Korsgaard S, Noring U, Povlsen U J, Gerlach J
Clin Neuropharmacol. 1986;9(1):52-7. doi: 10.1097/00002826-198602000-00005.
Serotonin (5-HT) has been proposed to exert an inhibitory effect on central dopamine activity, so increased brain 5-HT would be expected to reduce tardive dyskinesia (TD). Therefore a new antidepressant, a selective 5-HT uptake inhibitor, citalopram, was evaluated in 13 psychiatric patients with TD, 11 of whom also had neuroleptic-induced parkinsonism. Drug effects during active treatment (20-40 mg/day for 3 weeks) and pre- and posttreatment placebo periods were scored blindly from videotapes recorded weekly.
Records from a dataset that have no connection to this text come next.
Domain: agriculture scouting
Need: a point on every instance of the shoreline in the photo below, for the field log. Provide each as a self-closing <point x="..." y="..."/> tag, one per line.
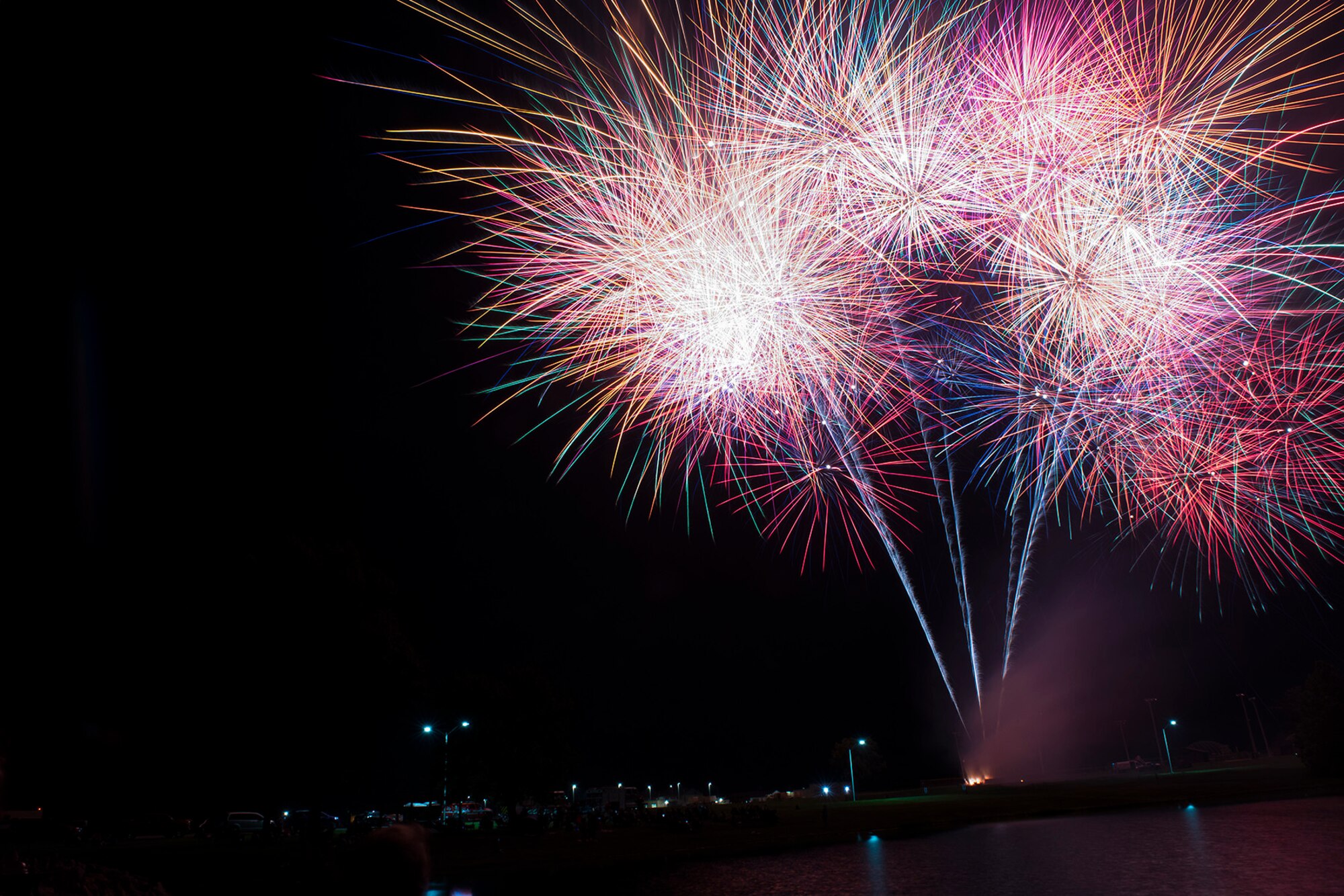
<point x="807" y="825"/>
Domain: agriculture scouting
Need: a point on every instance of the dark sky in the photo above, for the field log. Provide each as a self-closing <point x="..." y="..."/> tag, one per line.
<point x="267" y="545"/>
TD, parkinsonism, and eyeblinking rates were unchanged. Psychiatric symptoms showed no significant changes, and no side effects were reported. The data suggest that increasing 5-HT activity by 5-HT uptake inhibitors has no significant beneficial effect in TD, but citalopram may be advantageous in the treatment of depressed patients who also have TD, as this drug does not aggravate TD as do tricyclic antidepressants.
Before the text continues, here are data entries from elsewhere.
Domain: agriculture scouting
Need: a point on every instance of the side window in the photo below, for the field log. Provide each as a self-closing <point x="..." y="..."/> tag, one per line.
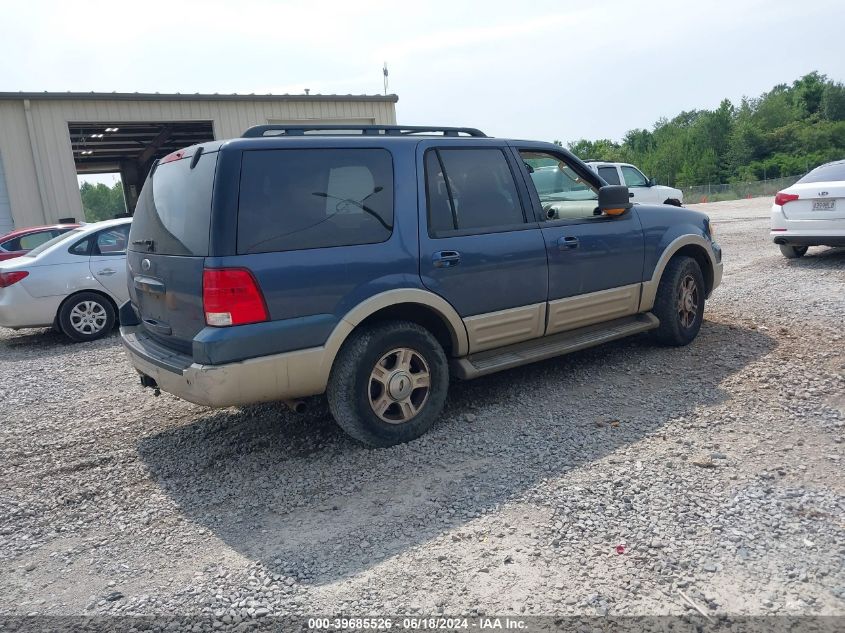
<point x="82" y="247"/>
<point x="28" y="242"/>
<point x="634" y="177"/>
<point x="563" y="194"/>
<point x="471" y="190"/>
<point x="11" y="245"/>
<point x="112" y="241"/>
<point x="294" y="199"/>
<point x="610" y="175"/>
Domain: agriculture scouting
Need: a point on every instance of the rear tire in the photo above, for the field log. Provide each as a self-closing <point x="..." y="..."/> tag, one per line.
<point x="679" y="303"/>
<point x="86" y="316"/>
<point x="792" y="252"/>
<point x="388" y="383"/>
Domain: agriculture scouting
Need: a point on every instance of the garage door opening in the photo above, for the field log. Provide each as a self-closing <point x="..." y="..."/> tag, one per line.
<point x="102" y="196"/>
<point x="130" y="149"/>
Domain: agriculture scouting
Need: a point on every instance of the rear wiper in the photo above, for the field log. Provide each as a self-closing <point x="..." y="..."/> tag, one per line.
<point x="360" y="205"/>
<point x="150" y="244"/>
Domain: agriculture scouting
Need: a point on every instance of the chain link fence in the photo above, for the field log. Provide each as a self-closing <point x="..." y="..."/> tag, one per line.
<point x="737" y="190"/>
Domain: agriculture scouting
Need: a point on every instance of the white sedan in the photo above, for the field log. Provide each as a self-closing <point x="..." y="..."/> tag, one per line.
<point x="811" y="212"/>
<point x="73" y="283"/>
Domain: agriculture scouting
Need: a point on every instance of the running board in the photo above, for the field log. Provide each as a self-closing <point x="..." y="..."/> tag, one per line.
<point x="494" y="360"/>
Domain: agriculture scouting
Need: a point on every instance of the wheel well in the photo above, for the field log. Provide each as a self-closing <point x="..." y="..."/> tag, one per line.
<point x="700" y="256"/>
<point x="93" y="292"/>
<point x="420" y="314"/>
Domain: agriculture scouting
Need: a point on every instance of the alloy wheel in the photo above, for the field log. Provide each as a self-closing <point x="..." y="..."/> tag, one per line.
<point x="88" y="317"/>
<point x="688" y="301"/>
<point x="400" y="384"/>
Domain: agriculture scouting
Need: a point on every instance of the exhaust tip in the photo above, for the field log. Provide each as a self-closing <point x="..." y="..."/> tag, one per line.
<point x="297" y="406"/>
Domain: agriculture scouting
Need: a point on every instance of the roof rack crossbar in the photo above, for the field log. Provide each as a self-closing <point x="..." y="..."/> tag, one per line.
<point x="258" y="131"/>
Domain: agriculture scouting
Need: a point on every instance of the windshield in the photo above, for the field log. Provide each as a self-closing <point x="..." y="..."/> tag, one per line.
<point x="60" y="238"/>
<point x="556" y="181"/>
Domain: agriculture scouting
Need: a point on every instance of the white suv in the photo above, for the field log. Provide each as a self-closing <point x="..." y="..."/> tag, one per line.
<point x="811" y="212"/>
<point x="642" y="189"/>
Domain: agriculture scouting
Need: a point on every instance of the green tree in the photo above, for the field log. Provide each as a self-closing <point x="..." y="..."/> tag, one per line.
<point x="783" y="132"/>
<point x="833" y="102"/>
<point x="101" y="202"/>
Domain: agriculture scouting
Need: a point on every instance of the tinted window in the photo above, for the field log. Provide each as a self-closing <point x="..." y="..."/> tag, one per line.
<point x="112" y="241"/>
<point x="82" y="247"/>
<point x="826" y="173"/>
<point x="28" y="242"/>
<point x="634" y="177"/>
<point x="563" y="194"/>
<point x="471" y="189"/>
<point x="174" y="209"/>
<point x="610" y="175"/>
<point x="294" y="199"/>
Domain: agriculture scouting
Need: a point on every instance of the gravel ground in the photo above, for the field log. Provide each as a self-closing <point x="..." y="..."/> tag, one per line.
<point x="716" y="469"/>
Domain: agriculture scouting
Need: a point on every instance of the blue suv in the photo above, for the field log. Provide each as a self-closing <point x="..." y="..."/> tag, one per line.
<point x="373" y="264"/>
血清素(5-羟色胺,5-HT)被认为对中枢多巴胺活性具有抑制作用,因此预计脑内5-HT增加会减轻迟发性运动障碍(TD)。为此,对一种新型抗抑郁药——选择性5-HT摄取抑制剂西酞普兰进行了评估,受试对象为13例患有TD的精神科患者,其中11例还伴有抗精神病药所致帕金森综合征。根据每周录制的录像带,在积极治疗期间(20 - 40毫克/天,持续3周)以及治疗前和治疗后的安慰剂阶段,对药物效果进行盲法评分。TD、帕金森综合征和眨眼率均未改变。精神症状无显著变化,且未报告有副作用。数据表明,通过5-HT摄取抑制剂增加5-HT活性对TD无显著有益作用,但西酞普兰在治疗同时患有TD的抑郁症患者时可能具有优势,因为该药不像三环类抗抑郁药那样会加重TD。